Davie Hannah, Jimmy Ross and Harry Bradshaw each had certain goals had the ball been sent straight. Malcolm McVean did very well considering the forward play as a whole, as also did John Drummond, whose fast dashes down the wing often completely changed the aspect of the game, but with the centre trio at fault the outside wing men were not given such good opportunities as usual, while it must be remembered that the play of the full-backs of St. Peter’s team, which was of a very high order, also had more than a little to do with the checking of the visiting forwards.
Commenting upon the home team, who throughout are a tall and well-built lot, too much praise cannot be bestowed upon the defence. To them alone stands the credit of making a draw with the League team.
Joe Greaves in goal was very clever with high shots, but the two occasions where he was beaten were by low fast shots, which he made but a half-hearted attempt to repulse. Nixon, the left full-back, is good enough for any First League team, if Saturday’s display is to be taken as a criterion. He was everywhere – one moment assisting his halves, and the next heading out of goal, and being fast and a sure kick he scored heavily off the Liverpool forwards.

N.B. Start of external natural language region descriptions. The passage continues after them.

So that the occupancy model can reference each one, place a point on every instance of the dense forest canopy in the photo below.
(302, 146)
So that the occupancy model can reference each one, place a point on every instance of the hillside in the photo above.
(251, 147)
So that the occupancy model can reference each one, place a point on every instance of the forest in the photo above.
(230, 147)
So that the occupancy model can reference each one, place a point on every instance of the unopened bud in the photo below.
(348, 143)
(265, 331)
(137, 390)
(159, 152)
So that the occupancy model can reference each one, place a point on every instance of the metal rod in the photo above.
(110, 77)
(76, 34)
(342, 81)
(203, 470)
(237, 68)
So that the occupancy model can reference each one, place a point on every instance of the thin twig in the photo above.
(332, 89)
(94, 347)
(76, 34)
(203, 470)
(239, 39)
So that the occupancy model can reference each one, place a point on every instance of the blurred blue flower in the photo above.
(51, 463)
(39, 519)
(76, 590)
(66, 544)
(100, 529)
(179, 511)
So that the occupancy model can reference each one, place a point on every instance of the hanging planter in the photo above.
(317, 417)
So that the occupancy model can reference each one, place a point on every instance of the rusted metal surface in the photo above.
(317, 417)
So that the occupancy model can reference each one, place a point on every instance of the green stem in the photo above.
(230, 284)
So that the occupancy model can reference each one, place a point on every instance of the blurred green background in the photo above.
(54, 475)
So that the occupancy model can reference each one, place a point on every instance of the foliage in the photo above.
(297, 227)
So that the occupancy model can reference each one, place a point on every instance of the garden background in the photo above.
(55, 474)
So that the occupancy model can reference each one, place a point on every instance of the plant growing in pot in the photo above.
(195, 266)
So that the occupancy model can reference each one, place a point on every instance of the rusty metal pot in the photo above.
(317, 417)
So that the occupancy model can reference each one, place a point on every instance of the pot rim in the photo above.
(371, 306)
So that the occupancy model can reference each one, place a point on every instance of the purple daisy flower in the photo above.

Coupe also put in some capital work, which was of the steady plodding kind, and was very useful at times. The whole of the half-backs are excellent for a team of such calibre. Bill Keach, the right half, was as ubiquitous as Holt at his best, whilst both Hey and Black were veritable thorns in the sides of all opponents.
None of their forwards are of much account, except Vost, the centre, who was always prepared for any opportunity, and invariably fell back at any emergency. Partridge at outside left at times did some clever passing with Thompson, and the goal which Vost scored came from some work from the above-named pair.
After the match, the Barnsley Committee laid a written protest with the referee against the legitimacy of the extra time, which was allowed to be played by him under a misapprehension. The rule states that extra time must only be played by the mutual consent of both teams, the referee having no voice in the matter, and as it was only arranged between the respective captains, acting on their own responsibility at the end of the game, the Barnsley committee repudiate their captain’s actions, and have sent in their protest in proper form, which will be brought before the council next Wednesday.
Next Saturday will be the match of the season. Blackburn Rovers have always been great favourites in Liverpool since the early days, and their visit on Saturday to Anfield to compete in the second round of the Lancashire Cup with the Liverpool Club is bound to create a large amount of interest. Last year the Rovers succeeded in throwing the Liverpool club out of the same competition, after an intensely exciting game, by 4 goals to 3, but as that match took place at Blackburn it is surmised, now that the venue is changed, a different result may follow.
(Liverpool Mercury: February 4, 1895)
Matt McQueen, the Liverpool F.C. goalkeeper.